WASHINGTON — As ever, the opening of a season produces more questions than answers. The most important question facing the Mighty Ducks on the eve of their sixth season concerns captain Paul Kariya.
Is Kariya truly recovered from the post-concussion syndrome that sidelined him for last season's final 28 games? Can he avoid future head injuries? Will he change his game to avoid contact?
Kariya answers by saying he feels great, hopes a new helmet with 25% more padding will protect him better than his old one and that he would quit if he had to alter his style of play.
Right wing Teemu Selanne has another answer. Or to be more precise, a prediction, a statement of his faith in Kariya's ability to rebound.
"I think Paul can score 60 goals this season," Selanne said before the Ducks' opener against the Washington Capitals tonight at the MCI Center.
In an era of declining scoring, that's a doozy of a prediction.
After all, goals fell from 5.8 a game in 1996-97 to 5.28 last season. Selanne and Washington's Peter Bondra led the league with 52 each last season. And only the Pittsburgh Penguins' Jaromir Jagr topped 100 points.
"I think there's some players who can score 60 goals," said Selanne, who might as well include himself on a list with Kariya and others such as Bondra. "[But] if you score 60 goals, you've got to play with some great players. It would be nice to push a button and go back to 1982. Now, it's so much harder to get points."
Selanne believes the cross-check that then-Chicago Blackhawk defenseman Gary Suter delivered to Kariya's jaw Feb. 1 is one reason goal-scoring is down in the NHL, albeit an extreme one. Selanne says the hooking, holding and other thuggery practiced by defense-oriented teams make it more difficult to score.
Wayne Gretzky's single-season records of 92 goals and 212 points, set in 1981-82, seem unbreakable. Kariya's bests are 50 goals and 108 points, in 1995-96.

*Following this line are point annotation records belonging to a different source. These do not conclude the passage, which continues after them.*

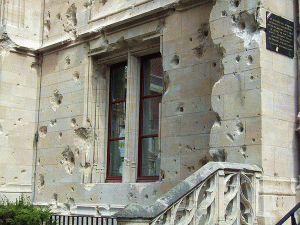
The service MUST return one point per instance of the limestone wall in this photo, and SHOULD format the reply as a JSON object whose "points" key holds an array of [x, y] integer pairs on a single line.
{"points": [[18, 105], [256, 100], [226, 97], [73, 118]]}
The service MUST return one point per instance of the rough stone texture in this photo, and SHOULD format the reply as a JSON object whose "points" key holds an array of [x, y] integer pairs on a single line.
{"points": [[226, 98]]}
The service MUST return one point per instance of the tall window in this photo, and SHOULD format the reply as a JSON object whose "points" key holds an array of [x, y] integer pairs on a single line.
{"points": [[117, 115], [145, 127], [150, 98]]}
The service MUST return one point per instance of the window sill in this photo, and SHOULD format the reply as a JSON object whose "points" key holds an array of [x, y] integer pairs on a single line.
{"points": [[147, 179]]}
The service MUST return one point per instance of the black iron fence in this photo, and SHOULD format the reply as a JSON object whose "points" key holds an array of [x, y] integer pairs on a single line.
{"points": [[82, 220], [290, 214]]}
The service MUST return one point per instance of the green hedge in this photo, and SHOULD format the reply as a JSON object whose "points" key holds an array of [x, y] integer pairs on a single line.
{"points": [[22, 212]]}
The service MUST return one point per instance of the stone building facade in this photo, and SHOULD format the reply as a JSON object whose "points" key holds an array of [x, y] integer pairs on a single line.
{"points": [[104, 103]]}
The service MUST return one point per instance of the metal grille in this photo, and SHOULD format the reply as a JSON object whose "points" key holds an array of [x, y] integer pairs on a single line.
{"points": [[82, 220]]}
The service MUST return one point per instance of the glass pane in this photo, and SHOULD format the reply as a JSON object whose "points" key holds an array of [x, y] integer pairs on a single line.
{"points": [[151, 115], [153, 76], [117, 151], [150, 160], [118, 111], [119, 77]]}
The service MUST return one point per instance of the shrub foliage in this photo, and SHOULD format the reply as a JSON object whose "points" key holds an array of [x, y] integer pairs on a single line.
{"points": [[22, 212]]}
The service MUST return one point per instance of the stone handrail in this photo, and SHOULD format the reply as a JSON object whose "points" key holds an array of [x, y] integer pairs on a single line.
{"points": [[218, 193]]}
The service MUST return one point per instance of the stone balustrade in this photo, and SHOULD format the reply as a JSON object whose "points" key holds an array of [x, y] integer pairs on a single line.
{"points": [[218, 193]]}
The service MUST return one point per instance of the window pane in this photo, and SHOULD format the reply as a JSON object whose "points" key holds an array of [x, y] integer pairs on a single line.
{"points": [[117, 151], [150, 160], [119, 77], [153, 76], [118, 111], [151, 115]]}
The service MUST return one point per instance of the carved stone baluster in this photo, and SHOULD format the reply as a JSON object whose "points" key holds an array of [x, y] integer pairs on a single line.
{"points": [[221, 198]]}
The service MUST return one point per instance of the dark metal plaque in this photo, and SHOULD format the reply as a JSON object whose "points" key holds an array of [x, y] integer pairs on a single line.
{"points": [[280, 35]]}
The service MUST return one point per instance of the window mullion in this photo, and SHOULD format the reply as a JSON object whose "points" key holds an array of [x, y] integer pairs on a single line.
{"points": [[132, 122]]}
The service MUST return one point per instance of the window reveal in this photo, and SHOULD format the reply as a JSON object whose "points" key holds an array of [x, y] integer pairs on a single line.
{"points": [[117, 116], [150, 99]]}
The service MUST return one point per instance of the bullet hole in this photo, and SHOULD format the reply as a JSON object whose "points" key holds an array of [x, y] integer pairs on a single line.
{"points": [[188, 148], [41, 182], [166, 82], [55, 197], [47, 25], [241, 25], [243, 151], [230, 137], [162, 174], [83, 133], [56, 99], [249, 60], [240, 128], [68, 61], [76, 152], [175, 61], [131, 196], [43, 131], [219, 155], [236, 3], [191, 168], [76, 76], [68, 160], [53, 122], [73, 122], [221, 51], [198, 51], [233, 18]]}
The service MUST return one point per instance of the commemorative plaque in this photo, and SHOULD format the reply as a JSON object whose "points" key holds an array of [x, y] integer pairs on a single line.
{"points": [[280, 35]]}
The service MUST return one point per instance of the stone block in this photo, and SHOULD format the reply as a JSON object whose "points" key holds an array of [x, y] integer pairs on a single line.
{"points": [[171, 168], [192, 19], [285, 107], [267, 103], [242, 104], [274, 132], [253, 131], [170, 126], [173, 27], [268, 160], [196, 123]]}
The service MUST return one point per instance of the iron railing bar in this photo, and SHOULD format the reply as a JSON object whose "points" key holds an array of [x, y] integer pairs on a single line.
{"points": [[289, 214]]}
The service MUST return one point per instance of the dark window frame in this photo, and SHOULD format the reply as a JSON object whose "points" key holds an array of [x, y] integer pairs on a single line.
{"points": [[141, 178], [112, 179]]}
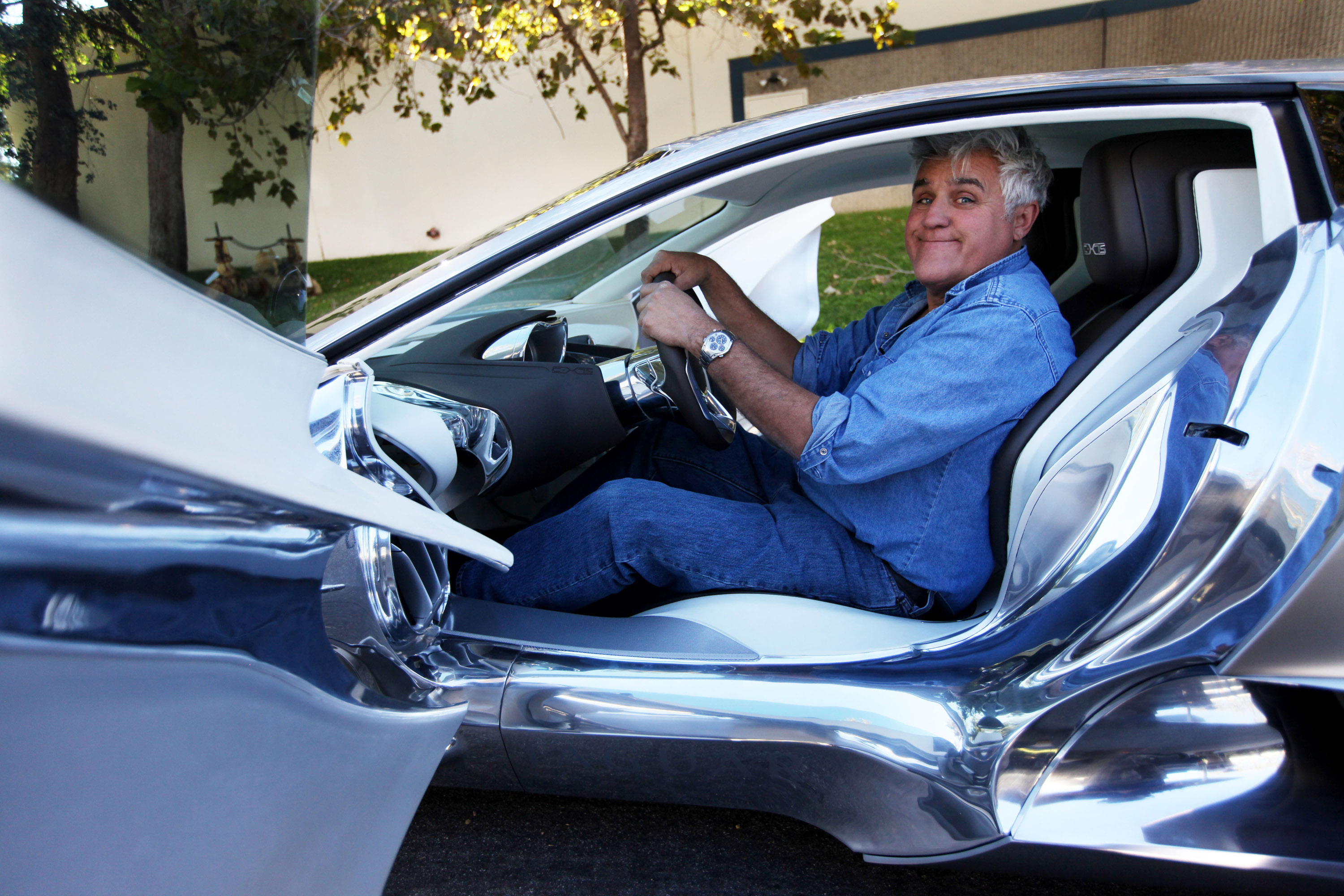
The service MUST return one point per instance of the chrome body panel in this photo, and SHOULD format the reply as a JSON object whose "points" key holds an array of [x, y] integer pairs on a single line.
{"points": [[865, 762], [1140, 770], [174, 710]]}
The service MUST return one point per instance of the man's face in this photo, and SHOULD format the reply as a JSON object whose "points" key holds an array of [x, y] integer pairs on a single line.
{"points": [[956, 224]]}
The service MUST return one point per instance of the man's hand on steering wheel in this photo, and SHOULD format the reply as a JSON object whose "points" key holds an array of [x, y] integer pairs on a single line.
{"points": [[690, 269], [668, 315]]}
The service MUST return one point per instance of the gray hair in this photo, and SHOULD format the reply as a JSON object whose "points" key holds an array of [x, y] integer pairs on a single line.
{"points": [[1023, 172]]}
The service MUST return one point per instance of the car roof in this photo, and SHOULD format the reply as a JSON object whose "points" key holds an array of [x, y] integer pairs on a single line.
{"points": [[457, 265]]}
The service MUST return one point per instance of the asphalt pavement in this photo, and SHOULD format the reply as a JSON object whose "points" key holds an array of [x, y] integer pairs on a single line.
{"points": [[468, 843]]}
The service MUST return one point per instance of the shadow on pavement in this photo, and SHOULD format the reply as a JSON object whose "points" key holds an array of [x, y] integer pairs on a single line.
{"points": [[470, 843]]}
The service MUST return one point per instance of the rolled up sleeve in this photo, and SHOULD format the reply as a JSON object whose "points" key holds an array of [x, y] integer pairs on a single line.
{"points": [[824, 362], [980, 367]]}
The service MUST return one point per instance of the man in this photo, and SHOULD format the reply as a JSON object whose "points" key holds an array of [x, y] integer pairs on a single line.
{"points": [[870, 487]]}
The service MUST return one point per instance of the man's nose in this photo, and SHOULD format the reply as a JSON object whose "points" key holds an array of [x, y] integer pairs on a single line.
{"points": [[939, 213]]}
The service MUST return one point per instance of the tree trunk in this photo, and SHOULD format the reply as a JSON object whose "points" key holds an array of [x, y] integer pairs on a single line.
{"points": [[167, 202], [56, 139], [636, 95]]}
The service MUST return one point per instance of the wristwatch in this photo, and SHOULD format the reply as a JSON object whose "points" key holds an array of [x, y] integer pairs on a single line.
{"points": [[715, 346]]}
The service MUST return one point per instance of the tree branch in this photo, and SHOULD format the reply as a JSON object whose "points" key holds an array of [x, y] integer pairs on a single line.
{"points": [[597, 82]]}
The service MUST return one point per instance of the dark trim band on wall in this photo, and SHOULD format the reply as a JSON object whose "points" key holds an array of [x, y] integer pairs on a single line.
{"points": [[968, 31]]}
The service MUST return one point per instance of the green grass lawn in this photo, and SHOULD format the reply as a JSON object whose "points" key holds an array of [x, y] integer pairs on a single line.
{"points": [[862, 264], [346, 279]]}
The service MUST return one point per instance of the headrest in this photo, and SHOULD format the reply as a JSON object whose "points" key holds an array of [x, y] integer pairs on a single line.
{"points": [[1128, 193]]}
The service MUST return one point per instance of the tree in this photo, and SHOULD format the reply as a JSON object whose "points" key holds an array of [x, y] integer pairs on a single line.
{"points": [[215, 64], [39, 60], [585, 47]]}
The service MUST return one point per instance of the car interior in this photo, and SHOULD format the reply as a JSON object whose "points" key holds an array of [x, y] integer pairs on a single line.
{"points": [[1148, 222]]}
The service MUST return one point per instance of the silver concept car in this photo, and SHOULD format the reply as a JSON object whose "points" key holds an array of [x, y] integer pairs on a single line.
{"points": [[232, 661]]}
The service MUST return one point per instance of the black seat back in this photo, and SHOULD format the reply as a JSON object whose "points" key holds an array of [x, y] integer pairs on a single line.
{"points": [[1135, 242], [1140, 244]]}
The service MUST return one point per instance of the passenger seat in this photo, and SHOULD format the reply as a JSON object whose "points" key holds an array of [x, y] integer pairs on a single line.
{"points": [[1140, 242]]}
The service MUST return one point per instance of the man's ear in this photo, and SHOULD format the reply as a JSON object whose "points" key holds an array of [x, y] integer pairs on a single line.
{"points": [[1023, 218]]}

"Nobody's going to get 92 goals with the rules the way they are," said Selanne, who set the NHL rookie record with 76 goals in 1992-93. "Hockey used to be so much more open. It's the hockey I like to play so much."
It's the hockey Selanne and Kariya hope to play together this season.
Kariya, clear since May of headaches, dizziness and memory loss stemming from his concussion--it was his fourth--participated in training camp for the first time in three seasons. He sat out the 1996 camp because of a lower abdominal injury and was absent last year because of a contract dispute.
This was the first time Selanne and Kariya attended camp together, since Selanne was acquired from the Winnipeg Jets on Feb. 7, 1996.
What might also help Kariya this season is the presence of tough guys Stu Grimson and Jim McKenzie, acquired in separate off-season trades. They will act as policemen for Kariya, Selanne and the Ducks' other skill players.
Craig Hartsburg, who makes his Duck coaching debut tonight, also has an answer to the questions about Kariya.
"I think the less we talk about it and worry about it, the better it will be for him," said Hartsburg, who will need Kariya if he hopes to improve on the Ducks' 26-43-13 record of last season.